Em condições intensas, Agafia e seu irmão Dmitriy foram criados sem acesso a escola ou hospital. Os primeiros anos de seus pais foram de dificuldade extrema devido a falta de prática na vida florestal, tendo de comer o couro de seus sapatos em ocasiões de necessidade. Porém, quando Agafia nasceu, já estavam isolados há 8 anos e puderam ensiná-la as práticar de sobrevivência.

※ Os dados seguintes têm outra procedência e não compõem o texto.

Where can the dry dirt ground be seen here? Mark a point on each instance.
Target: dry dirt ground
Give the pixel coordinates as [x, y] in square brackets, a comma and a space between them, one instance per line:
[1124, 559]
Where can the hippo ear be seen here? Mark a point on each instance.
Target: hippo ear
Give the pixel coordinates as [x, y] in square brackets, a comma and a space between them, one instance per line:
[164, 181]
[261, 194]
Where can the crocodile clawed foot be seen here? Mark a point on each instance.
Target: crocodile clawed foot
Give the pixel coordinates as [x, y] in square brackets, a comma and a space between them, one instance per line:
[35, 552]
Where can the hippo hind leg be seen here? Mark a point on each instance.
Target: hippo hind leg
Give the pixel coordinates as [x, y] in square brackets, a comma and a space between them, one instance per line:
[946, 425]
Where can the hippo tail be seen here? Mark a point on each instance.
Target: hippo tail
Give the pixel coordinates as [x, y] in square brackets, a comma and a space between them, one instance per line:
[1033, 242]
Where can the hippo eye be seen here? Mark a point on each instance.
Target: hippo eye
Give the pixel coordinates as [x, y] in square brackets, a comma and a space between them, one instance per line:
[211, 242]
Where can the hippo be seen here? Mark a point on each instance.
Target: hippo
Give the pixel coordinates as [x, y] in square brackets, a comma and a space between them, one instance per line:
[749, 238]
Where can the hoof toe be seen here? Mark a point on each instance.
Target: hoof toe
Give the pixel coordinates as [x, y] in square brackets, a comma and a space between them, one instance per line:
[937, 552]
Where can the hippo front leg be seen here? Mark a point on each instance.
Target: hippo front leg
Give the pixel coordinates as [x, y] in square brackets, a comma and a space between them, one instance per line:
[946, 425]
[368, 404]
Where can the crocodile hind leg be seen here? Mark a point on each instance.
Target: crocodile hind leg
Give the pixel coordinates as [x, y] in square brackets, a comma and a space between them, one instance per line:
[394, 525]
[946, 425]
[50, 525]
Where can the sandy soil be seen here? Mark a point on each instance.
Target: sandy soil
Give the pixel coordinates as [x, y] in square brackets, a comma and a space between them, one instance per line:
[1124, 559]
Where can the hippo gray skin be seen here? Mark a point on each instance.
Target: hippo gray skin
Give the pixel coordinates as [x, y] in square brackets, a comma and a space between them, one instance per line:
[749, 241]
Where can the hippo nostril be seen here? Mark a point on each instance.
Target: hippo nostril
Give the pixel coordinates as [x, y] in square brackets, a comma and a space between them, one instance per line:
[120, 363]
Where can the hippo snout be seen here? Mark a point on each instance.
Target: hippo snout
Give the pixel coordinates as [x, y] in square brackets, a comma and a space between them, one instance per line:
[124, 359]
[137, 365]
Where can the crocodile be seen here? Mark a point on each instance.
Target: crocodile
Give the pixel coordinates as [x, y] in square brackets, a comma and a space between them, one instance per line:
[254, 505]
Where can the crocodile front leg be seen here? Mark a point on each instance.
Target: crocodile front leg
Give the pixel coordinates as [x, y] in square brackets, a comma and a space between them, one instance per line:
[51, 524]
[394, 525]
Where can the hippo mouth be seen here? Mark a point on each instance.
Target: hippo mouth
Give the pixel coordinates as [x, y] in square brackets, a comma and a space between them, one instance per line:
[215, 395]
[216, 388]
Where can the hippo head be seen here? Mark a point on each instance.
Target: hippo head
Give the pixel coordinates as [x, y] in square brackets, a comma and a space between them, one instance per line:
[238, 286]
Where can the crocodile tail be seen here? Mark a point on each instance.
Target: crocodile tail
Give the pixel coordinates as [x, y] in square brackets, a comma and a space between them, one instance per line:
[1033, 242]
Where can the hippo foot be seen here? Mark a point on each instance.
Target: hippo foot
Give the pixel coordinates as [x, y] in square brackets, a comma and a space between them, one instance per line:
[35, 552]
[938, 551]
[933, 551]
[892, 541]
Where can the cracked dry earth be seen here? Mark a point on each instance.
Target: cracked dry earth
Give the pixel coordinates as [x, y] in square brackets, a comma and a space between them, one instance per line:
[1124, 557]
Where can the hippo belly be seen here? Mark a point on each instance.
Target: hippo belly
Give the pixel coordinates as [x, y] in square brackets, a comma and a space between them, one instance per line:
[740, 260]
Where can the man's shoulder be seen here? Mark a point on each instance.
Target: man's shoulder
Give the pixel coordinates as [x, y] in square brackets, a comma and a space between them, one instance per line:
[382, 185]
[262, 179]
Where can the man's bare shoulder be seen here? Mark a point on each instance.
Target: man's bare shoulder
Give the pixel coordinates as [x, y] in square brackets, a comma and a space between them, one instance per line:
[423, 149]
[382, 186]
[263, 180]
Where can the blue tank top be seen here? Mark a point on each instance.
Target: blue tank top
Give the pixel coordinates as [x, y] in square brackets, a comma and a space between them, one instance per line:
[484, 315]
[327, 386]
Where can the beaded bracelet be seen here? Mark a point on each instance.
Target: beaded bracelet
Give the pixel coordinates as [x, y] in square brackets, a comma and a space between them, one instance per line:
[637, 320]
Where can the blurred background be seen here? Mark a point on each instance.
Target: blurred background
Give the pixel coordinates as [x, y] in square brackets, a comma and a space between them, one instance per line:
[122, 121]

Quando recebeu a equipe de pesquisadores em sua residência pela primeira vez, buscou acolhe-los no frio intenso. Com surpresa, a equipe continuou acompanhando e revisitando Agafia em busca de respostas sobre como foi possível sua sobrevivência apesar do isolamento. Agafia, por sua vez, se surpreendia com os artefatos que acompanhavam os geólogos — um rádio para escuta e transmissão de dados e um televisor portátil.

Agafia Lykova com um peixe na mão / Crédito: Divulgação/ YouTube/ RT Documentary

 

A descoberta foi amplamente coberta na imprensa científica mundial, fazendo, em 1980, Agafia ser convidada a conhecer a sociedade exterior a convite do governo soviético.  No tour, pôde, pela primeira vez, ver carros, aviões e dinheiro, porém, ficou bestificada ao ver um belíssimo cavalo que compunha da cavalaria militar.

Desde então, melhorou sua pronuncia na língua russa e começou a ter acesso a outros livros além dos religiosos, porém, preferiu retornar a floresta, onde reside até hoje, aos 75 anos, saindo somente para ir ao pronto socorro quando necessário e recebendo religiosos para conversar sobre a liturgia antiga de sua religião. Preferiu se manter onde nasceu e sabe viver.